Seaside towns are a magnet for swear words. They arrive as predictably as the tide. Scribbled and scratched along the seafront like dead seaweed; inside the draughty promenade shelters, on the grey concrete walls and on faded wooden benches. If washed away, they quickly return to take up residence once more in these natural habitats. Other varieties of rudery find their home here too; like the hand scrawled large penis and hairy balls. Many different types are displayed in all their alarming glory. Their presence at the seaside has been a legal requirement in English coastal towns since local councils first introduced a bylaw, following the Large Penis and Hairy Balls Act of 1971.
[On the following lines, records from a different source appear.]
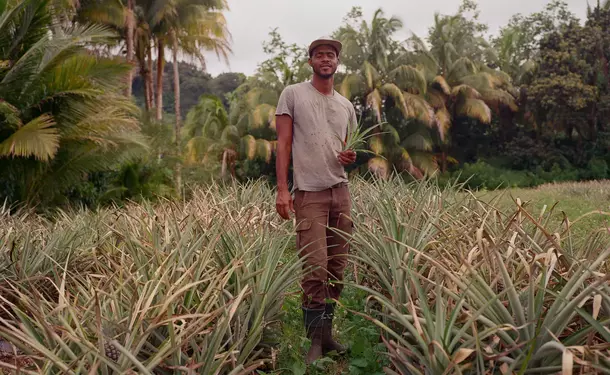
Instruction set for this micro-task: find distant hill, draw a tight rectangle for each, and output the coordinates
[133,61,246,117]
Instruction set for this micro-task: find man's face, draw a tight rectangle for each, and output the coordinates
[309,45,339,79]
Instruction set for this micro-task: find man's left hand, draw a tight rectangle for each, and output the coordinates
[338,150,356,165]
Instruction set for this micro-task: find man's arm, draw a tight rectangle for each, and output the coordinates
[275,88,294,220]
[337,105,358,166]
[275,115,292,197]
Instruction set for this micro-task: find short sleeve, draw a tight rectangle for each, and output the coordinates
[275,87,294,119]
[350,104,358,131]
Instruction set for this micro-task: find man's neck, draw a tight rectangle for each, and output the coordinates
[311,74,334,95]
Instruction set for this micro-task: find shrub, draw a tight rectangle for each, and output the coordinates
[446,161,541,189]
[583,158,608,180]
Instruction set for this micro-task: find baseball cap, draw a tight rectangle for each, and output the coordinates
[309,36,343,56]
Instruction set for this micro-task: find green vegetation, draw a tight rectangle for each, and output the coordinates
[0,0,610,210]
[0,0,610,375]
[0,178,610,374]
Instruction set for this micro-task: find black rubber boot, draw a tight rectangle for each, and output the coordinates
[303,307,324,365]
[322,303,347,354]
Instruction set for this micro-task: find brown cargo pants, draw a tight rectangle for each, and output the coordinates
[294,184,353,309]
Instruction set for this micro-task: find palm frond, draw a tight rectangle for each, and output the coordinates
[458,73,497,91]
[481,90,519,112]
[339,74,364,100]
[366,89,380,123]
[446,57,479,84]
[432,76,451,95]
[436,106,451,140]
[220,125,239,146]
[451,84,481,99]
[389,65,427,95]
[403,92,436,127]
[401,133,434,151]
[426,89,444,110]
[457,99,491,124]
[252,103,275,128]
[0,99,21,129]
[364,61,379,90]
[0,115,60,161]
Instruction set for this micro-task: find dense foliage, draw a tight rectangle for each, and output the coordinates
[0,178,610,375]
[0,0,610,207]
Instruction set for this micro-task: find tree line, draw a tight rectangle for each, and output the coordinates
[0,0,610,210]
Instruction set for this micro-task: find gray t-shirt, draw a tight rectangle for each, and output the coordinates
[276,81,357,191]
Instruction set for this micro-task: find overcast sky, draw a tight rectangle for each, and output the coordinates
[202,0,595,75]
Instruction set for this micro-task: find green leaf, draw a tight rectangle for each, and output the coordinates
[0,115,60,161]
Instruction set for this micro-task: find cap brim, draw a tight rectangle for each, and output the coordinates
[309,39,343,55]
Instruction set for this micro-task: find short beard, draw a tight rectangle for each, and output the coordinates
[313,69,337,79]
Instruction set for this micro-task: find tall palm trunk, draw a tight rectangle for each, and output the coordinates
[146,43,155,108]
[140,58,151,112]
[125,0,135,98]
[172,30,182,197]
[155,39,165,121]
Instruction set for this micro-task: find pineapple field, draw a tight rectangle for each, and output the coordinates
[0,178,610,375]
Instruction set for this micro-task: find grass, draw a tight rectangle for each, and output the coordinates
[0,179,610,375]
[477,180,610,242]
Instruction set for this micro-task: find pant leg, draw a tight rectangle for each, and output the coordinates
[294,190,331,309]
[327,186,353,300]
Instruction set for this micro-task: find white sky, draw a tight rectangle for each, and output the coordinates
[207,0,596,75]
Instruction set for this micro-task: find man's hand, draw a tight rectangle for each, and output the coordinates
[275,189,294,220]
[338,150,356,165]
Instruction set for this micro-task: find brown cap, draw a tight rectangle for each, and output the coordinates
[309,37,343,56]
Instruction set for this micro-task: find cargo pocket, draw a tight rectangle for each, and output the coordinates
[296,219,312,252]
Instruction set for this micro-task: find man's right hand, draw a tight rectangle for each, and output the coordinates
[275,189,294,220]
But whereas the large penis and hairy balls can only be stared at in silent shock and awe, graffiti swear words offer the ideal opportunity for a curious young child to read them aloud to their parents - or worse - to their grandparents. Like the time we were on holiday in France. You'd think in France you'd be safe. But English seaside swearing is everywhere. Pardon my French. It's English.

So my kids and their cousins were typically amused when, walking back from the beach, my nephew, aged six, decided to read aloud, everything that was written on the outside walls of a French public toilet. I'm not a prude and despite the fake tone of indignation, I'm not really bothered by swearing - it can be a very effective tool; to make a point, to relieve tension and used in the right way, it can be extremely funny. But there is still something very shocking about hearing a young boy shout "c**t" in front of his grandma.

"That's one for your little book", I said to my daughter at the time. She's 15 now. She doesn't need the notebook. It was probably full by the end of her first day at secondary school. This week she swore at me. Admittedly I had been winding her up about something so I was expecting a response, like the usual weary "Oh go away!" Instead, this time she snapped back with "f**k off!"

She didn't mean to. She was mortified when she realised what she'd done and apologised a million times which was kind of sweet. I didn't let her off the hook too lightly though. I went into silent anger mode for as long as I could manage. I'm a dad. That's my job.

Next time she'll remember to ask permission first.

*In my research I discovered there are numerous definitions of the word "pinta". My use of the word is pronounced "pie-nta" as in the old fashioned British slang for "pint of milk" not "pin-ta" as described in the online urban dictionary as - "when a woman passes gas during buttsex".

That's a new one for my notebook anyway.